Alla fine è un verdetto che fa molto comodo alla Mostra Internazionale d'Arte Cinematografica e al suo più longevo direttore, Alberto Barbera. Perché il Leone d'Oro è andato a un film statunitense, dal 3 ottobre nelle sale, Joker di Todd Phillips, interpretato da un mastodontico Joaquin Phoenix - «senza di lui non ci sarebbe stato il film», ha detto il regista - il quale è venuto alla premiazione ma, per la Coppa Volpi come migliore attore, è stato superato da Luca Marinelli, appassionato interprete di Martin Eden nell'omonimo film di Pietro Marcello: «Voglio ringraziare Jack London - ha detto l'attore romano - che ha creato questo marinaio meraviglioso e dedico il premio a tutte le persone splendide che sono in mare a salvare altre persone umane: viva l'umanità e viva l'amore!».
Sulla stessa onda Ariane Ascaride che ha vinto come migliore attrice per il film Gloria Mundi, diretto dal marito Robert Guédiguian con il quale, dal 1980, ha interpretato 21 dei suoi 22 film: «Sono figlia di migranti e sono francese.

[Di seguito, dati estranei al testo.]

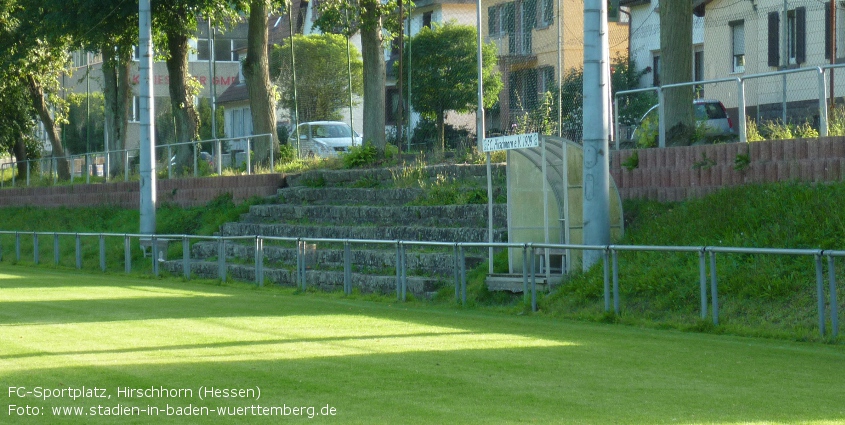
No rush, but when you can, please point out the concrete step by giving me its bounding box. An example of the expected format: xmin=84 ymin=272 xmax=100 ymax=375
xmin=162 ymin=261 xmax=454 ymax=297
xmin=240 ymin=204 xmax=507 ymax=227
xmin=220 ymin=223 xmax=507 ymax=242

Questo premio è per tutti quelli che dormono per l'eternità sul fondo del Mediterraneo». L'Italia porta a casa anche il Premio speciale della giuria per il documentario delle polemiche quirinalizie, La mafia non è più quella di una volta di Franco Maresco. Difficile capire che cosa la giuria, formata da Stacy Martin, Mary Harron, Piers Handling, Rodrigo Prieto, Shinya Tsukamoto, Paolo Virzì e presieduta da Lucrecia Martel, abbia capito di questo film sui supposti silenzi del presidente Mattarella sulla sentenza di primo grado del processo sulla cosiddetta trattativa Stato-mafia. Fatto sta che, con un colpo al cerchio e uno alla botte, la regista argentina e presidente della giuria, protagonista delle polemiche del primo giorno del festival contro Roman Polanski per le accuse di violenza sessuale su una minorenne nel 1977, ha assegnato il Gran premio della giuria proprio al suo J'accuse sul caso Dreyfus che in in Italia sarà distribuito dal 21 novembre da 01 Distribution. A ritirare il premio il suo produttore Luca Barbareschi ed Emmanuelle Seigner, la moglie del regista che non può lasciare la Francia perché verrebbe estradato negli Stati Uniti. Meno incisivo il Leone d'argento per la migliore regia andato a About Endlessness dello svedese Roy Andersson, sequel un po' spento di Un piccione seduto su un ramo riflette sull'esistenza, Leone d'Oro cinque anni fa.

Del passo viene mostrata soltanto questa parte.